Therefore, despite the fact that during the haymaking period the entire village, young and old, went out to mow and the peasants simply lived in the fields in a camp, with the mowing technique of that time, the peasant still did not make enough hay in 30 days. And the stall period in Russia is from 180 to 212 days - 7 months. A peasant single-draft household (4 souls) had two cows, one or two horses for plowing, two sheep, one pig and 5–8 chickens. Goats were rarely seen. The quantity could vary from district to district, for example, in the Rzhevsky district of the Tver province a peasant had 3 sheep, and in neighboring Krasnokholmsky 3-4 pigs. But, in general, in conventional calculation this is equivalent to six heads of cattle. For them it was necessary to prepare approximately 620 poods of hay according to the standards of the 18th century. And a peasant and his family, at best, could mow 300. And this has always been the case.
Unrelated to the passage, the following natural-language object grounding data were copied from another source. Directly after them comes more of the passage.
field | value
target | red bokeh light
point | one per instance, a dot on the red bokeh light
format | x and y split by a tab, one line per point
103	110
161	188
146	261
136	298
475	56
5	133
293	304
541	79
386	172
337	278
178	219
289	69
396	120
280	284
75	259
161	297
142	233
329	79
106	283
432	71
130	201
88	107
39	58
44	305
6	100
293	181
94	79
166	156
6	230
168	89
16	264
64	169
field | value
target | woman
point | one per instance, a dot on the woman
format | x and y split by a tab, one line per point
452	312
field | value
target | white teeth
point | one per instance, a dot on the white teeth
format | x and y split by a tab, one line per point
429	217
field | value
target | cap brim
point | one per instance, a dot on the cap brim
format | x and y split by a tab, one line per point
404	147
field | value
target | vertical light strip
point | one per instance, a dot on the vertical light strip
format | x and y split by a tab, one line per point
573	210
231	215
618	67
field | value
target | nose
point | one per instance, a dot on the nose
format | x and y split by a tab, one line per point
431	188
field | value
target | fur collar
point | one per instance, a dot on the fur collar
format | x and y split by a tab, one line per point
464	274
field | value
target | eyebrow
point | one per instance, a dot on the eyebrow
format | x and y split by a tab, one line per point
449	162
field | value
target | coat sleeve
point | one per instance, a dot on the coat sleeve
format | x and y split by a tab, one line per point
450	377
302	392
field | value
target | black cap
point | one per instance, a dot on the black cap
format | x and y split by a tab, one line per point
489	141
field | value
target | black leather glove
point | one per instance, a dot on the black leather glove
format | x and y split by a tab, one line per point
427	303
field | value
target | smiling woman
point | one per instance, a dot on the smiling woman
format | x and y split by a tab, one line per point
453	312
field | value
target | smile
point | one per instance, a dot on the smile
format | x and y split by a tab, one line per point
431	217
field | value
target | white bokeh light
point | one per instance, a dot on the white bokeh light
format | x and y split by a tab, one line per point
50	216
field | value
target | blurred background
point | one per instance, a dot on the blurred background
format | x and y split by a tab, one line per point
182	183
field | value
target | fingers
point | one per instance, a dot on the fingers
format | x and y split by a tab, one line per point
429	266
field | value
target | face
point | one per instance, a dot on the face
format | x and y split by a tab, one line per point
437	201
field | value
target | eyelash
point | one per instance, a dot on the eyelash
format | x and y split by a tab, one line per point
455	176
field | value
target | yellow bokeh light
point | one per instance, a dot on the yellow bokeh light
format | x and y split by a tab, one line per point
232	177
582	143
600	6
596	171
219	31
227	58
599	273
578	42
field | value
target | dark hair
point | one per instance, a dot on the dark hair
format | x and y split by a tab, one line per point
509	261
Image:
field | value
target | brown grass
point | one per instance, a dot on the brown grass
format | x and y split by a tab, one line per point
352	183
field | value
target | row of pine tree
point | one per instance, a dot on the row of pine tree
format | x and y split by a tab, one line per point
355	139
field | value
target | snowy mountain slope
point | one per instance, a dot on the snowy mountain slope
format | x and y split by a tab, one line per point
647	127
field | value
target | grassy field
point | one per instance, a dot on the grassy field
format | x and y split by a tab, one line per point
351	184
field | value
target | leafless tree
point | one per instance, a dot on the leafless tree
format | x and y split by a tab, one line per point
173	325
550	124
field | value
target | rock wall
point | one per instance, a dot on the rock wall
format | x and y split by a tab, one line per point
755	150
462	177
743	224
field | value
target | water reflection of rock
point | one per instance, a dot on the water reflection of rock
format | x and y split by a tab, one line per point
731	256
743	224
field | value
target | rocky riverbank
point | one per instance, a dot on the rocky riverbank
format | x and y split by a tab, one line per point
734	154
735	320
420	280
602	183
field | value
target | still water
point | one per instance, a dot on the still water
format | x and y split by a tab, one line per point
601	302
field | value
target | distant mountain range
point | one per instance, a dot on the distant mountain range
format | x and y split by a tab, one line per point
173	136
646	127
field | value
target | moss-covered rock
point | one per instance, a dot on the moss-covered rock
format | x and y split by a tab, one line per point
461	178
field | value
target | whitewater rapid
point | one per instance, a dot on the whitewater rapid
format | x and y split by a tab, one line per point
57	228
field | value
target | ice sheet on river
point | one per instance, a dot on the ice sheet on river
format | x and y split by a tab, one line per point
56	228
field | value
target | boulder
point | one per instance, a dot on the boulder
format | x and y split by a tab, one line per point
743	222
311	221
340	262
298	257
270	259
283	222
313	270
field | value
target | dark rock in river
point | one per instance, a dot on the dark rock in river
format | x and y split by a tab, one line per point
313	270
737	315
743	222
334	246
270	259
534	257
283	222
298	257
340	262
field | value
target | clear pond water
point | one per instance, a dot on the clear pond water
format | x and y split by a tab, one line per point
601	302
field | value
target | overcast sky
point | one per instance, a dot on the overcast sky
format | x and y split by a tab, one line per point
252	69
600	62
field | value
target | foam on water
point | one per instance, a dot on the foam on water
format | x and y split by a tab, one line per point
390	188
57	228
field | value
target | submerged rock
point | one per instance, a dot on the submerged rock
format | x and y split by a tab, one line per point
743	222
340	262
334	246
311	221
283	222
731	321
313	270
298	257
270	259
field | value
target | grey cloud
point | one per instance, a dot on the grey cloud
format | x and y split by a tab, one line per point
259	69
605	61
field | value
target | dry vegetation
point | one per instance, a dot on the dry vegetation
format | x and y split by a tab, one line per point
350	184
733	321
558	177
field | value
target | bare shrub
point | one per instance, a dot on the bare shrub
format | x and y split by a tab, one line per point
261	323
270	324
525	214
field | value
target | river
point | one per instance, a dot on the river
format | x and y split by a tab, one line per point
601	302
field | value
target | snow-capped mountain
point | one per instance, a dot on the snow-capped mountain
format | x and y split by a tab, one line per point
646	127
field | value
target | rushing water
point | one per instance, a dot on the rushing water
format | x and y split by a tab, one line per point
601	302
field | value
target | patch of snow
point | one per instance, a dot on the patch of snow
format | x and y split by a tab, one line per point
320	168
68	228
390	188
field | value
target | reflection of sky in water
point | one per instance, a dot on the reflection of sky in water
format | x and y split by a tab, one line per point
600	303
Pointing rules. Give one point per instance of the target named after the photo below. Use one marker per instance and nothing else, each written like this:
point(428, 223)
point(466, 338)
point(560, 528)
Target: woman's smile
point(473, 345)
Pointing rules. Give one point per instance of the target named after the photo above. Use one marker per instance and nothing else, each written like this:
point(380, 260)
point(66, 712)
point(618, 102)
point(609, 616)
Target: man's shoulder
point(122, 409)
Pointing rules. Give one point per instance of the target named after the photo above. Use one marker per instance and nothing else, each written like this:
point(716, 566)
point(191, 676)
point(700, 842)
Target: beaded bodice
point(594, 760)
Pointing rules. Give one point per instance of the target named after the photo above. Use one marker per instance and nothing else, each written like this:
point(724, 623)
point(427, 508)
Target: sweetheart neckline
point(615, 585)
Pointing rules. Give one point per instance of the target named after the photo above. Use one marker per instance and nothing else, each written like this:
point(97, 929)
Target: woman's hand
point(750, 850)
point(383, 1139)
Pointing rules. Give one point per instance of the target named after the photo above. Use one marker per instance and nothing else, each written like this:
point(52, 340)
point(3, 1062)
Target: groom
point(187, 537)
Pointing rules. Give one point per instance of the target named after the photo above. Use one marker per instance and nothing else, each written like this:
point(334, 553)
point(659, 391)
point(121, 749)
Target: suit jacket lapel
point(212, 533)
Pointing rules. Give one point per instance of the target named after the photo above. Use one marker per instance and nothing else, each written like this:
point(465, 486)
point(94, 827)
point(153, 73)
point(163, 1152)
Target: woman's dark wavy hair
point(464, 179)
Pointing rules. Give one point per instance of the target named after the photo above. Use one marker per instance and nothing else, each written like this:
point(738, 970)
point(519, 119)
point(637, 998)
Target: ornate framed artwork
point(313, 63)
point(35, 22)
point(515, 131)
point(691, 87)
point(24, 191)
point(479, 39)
What is the way out? The cattle were given straw, which is low in calories and completely devoid of vitamins. But there wasn’t enough straw either! Pigs and cows were fed horse manure, sprinkled with bran. The chronic lack of food for peasant livestock was an eternal headache for collective farm chairmen and Russian landowners. By spring, the cattle literally fell and were hung up. And there was little manure from such cattle, not to mention milk; in some provinces, cows were kept not for milk, which they practically did not produce, but solely for manure. Which was also in short supply for obvious reasons. The manure has been accumulating for years!

Russian cattle were of extremely poor quality. And all the attempts of landowners and enlightened people from the government to import into Russia good breeds from Europe ended the same way - Western breeds quickly degenerated and became practically indistinguishable from thin Russian cattle.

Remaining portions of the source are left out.